GDPR (European Union)

GDPR applies when you process personal data of EU residents. "Personal data" includes names, emails, IPs, and anything that identifies a natural person. Scraping public profiles, reviews, or directories often involves personal data. You need a legal basis (consent, legitimate interest, etc.) and must honor data subject rights (access, deletion, portability). Fines can reach 4% of global revenue.

CCPA (California)

California Consumer Privacy Act (CCPA) gives consumers rights over personal information. Scraping California residents' data may trigger disclosure, opt-out, and deletion obligations. The definition of "sale" and "share" affects how scraped data can be used commercially.

Copyright protects creative expression, not facts. Scraping factual data (prices, titles, dates) typically does not infringe copyright. Copying large blocks of text, images, or proprietary compilations can. Database rights in the EU add another layer for structured datasets.

Contract Law (Terms of Service)

ToS are binding contracts. Violating ToS (e.g., "no scraping" clauses) can lead to breach-of-contract claims. Courts differ on enforceability: some treat ToS as contracts; others require clearer assent. Ryanair v. PR Aviation (CJEU) held that ToS cannot override statutory database rights. Meta v. BrandTotal involved scraping despite ToS—outcomes vary by jurisdiction and facts.

  • Scraping publicly available data not covered by an explicit ToS prohibition and without bypassing authentication
  • No bypassing auth: Accessing pages that require no login
  • Respecting robots.txt as a voluntary standard (not legally mandatory in most places, but a best practice)
  • Factual data extraction where copyright does not protect the content
  • Rate-limited, polite crawling that does not overload servers

Example: Scraping product names and prices from a public e-commerce category page, with delays between requests, typically falls in the "clearly legal" zone in many jurisdictions—assuming no ToS violation and no personal data mishandling.

What's Legally Gray

  • Scraping personal data (GDPR implications: need legal basis, transparency, rights)
  • Data behind login: Accessing content after authenticating—CFAA and ToS issues
  • Commercial competition: Scraping a competitor's site for pricing or content—competition law and ToS disputes
  • Aggressive rate limits: Pushing limits may be seen as "unauthorized" or DoS-like
  • Reselling scraped data: May trigger CCPA "sale" rules, GDPR restrictions, or contractual claims

When in the gray zone, document your rationale, minimize personal data, and consider legal review before scaling.

What's Clearly Illegal

  • Bypassing authentication (fake credentials, session hijacking, credential stuffing)
  • Ignoring explicit cease-and-desist after being put on notice
  • Scraping + reselling personal data without consent where consent or another legal basis is required
  • Circumventing technical measures (CAPTCHA farms, credential stuffing)
  • Causing harm (DoS, server overload, data breaches)
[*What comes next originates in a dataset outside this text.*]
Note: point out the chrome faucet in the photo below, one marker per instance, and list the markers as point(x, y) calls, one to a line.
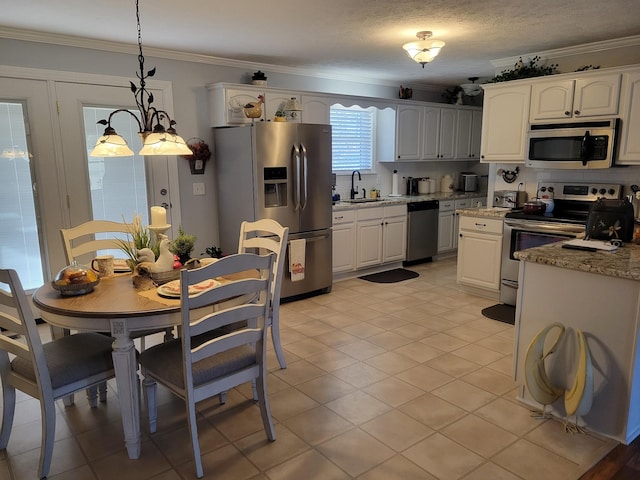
point(353, 187)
If you receive a cease-and-desist, stop scraping that target and preserve records for potential defense or negotiation.

Practical Compliance Checklist

CheckAction
robots.txtReview and honor where feasible (crawl-delay, disallow)
ToS reviewRead target's ToS; document if scraping is prohibited
Personal dataIdentify PII; implement consent, anonymization, or deletion
Rate limitsUse delays, respect Retry-After headers, avoid overload
AttributionWhen republishing, credit sources where required
Data retentionDefine retention periods; implement deletion workflows
DocumentationLog scope, legal basis, and data flows

Tools like Apify let you configure proxy rotation and concurrency to stay within polite crawling. Bright Data offers compliant pre-collected datasets for some use cases.

Case Law Summary

CaseCourtOutcome
hiQ v. LinkedIn9th Circuit (US)Scraping publicly available data without bypassing auth is not CFAA "unauthorized access"
Ryanair v. PR AviationCJEUToS cannot override EU database rights
Meta v. BrandTotalUS DistrictDispute over scraping despite ToS; case-specific
SerpApiVariousCommercial SERP APIs; legal posture depends on ToS and jurisdiction

Case law evolves. Rely on current legal advice, not summaries alone.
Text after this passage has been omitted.